Molecular graph descriptors are used, together with a large diversity of geometric, electrostatic, and quantum indices, to model physical, chemical, or biological properties with quantitative structure–property relationships and quantitative structure–activity relationships. The interest of developing new graph descriptors for organic compounds was stimulated in recent years by their use in virtual screening of combinatorial libraries, database mining, similarity and diversity assessment. Recently, we have extended topological indices by defining a series of molecular graph operators, providing an effective systematization and generalization of these structural descriptors. A graph operator uses a mathematical equation to compute a family of related molecular graph descriptors with different molecular matrices and various sets of parameters for atoms and bonds. In this paper we use structural descriptors computed with molecular graph operators to develop quantitative structure–activity relationships (QSAR) models for the dihydrofolate reductase inhibition with diaminopyrimidines.
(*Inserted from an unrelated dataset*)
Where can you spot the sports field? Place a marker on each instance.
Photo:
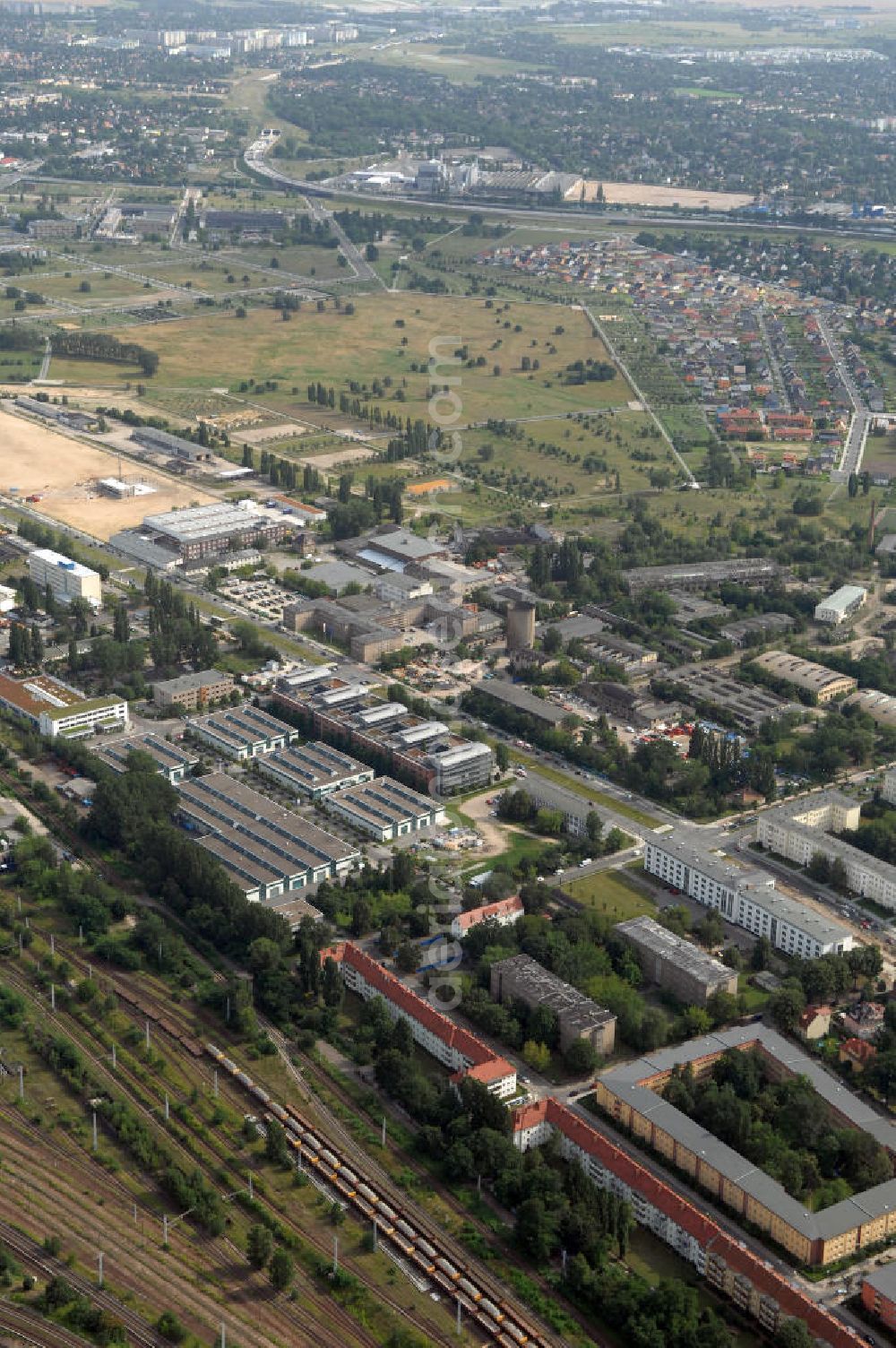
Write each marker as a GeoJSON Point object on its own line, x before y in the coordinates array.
{"type": "Point", "coordinates": [37, 460]}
The molecular descriptors are derived from five molecular matrices, namely adjacency A, distance D, reciprocal distance RD, distance-path Dp, and reciprocal distance-path RDp. The QSAR models are obtained by selecting descriptors with a genetic algorithm, and the best models are validated with the leave-one-out cross-validation method. The QSAR models with the highest prediction power are comparable with those obtained with substituent constants and neural networks, but they use a much lower number of parameters.